Convening practitioners who could contribute a range of disciplinary perspectives to self-neglect proved to be a powerful tool in practice. Collaboration was often highly effective on the ground, with examples of strong engagement between adult social care, medical and health practitioners, the police, housing, environmental health, voluntary organisations and many others to develop shared understandings of a given situation, which could then inform the interventions selected as priorities. Case conferences, team discussions, multi-agency risk panels and other ways of convening partners were generally experienced as positive in confirming a sense of direction in an individual case, and in agreeing where the most appropriate focus should be placed, and by which agency.
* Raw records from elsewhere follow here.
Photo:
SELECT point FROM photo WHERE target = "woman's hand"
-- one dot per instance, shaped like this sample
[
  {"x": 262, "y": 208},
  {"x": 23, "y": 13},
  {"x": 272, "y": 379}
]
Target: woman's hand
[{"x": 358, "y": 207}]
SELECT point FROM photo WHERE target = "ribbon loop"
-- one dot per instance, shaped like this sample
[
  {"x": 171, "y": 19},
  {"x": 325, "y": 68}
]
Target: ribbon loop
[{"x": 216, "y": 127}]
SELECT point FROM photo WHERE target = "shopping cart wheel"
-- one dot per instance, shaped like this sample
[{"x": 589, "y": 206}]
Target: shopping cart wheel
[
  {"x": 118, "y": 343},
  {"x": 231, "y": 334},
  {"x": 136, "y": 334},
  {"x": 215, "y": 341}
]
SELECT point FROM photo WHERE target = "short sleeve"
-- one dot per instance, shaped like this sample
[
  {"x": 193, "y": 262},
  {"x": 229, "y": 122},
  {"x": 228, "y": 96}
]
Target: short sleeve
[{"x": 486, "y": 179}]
It is clear that self-neglect policy and practice is as complex and as varied as selfneglect itself. From the experiences of those who have contributed to this research – whether as people who use services, practitioners or managers – it seems that effective practice combines three key sets of factors:
- Knowing, in the sense of understanding the person, their history, the significance of their self-neglect, along with all the knowledge resources that underpin professional practice.
- Being, in the sense of showing personal and professional qualities of respect, empathy, honesty, reliability, and care, being present, staying alongside, keeping company, being human.
- Doing, in the sense of balancing hands-on and hands-off approaches, seeking the tiny element of latitude for agreement, doing things that will make a small difference while negotiating for the bigger things, and deciding with others when intervention becomes a requirement.
The importance of creating a strategic inter-agency infrastructure to facilitate such practice cannot be over-estimated; referral pathways, discussion mechanisms, flexibility in work allocation practices, training and support all have a key role to play, as does an ethos of shared ownership between the agencies whose interventions can make a difference. That this is difficult is well established; that it can be done is now evidenced by this research.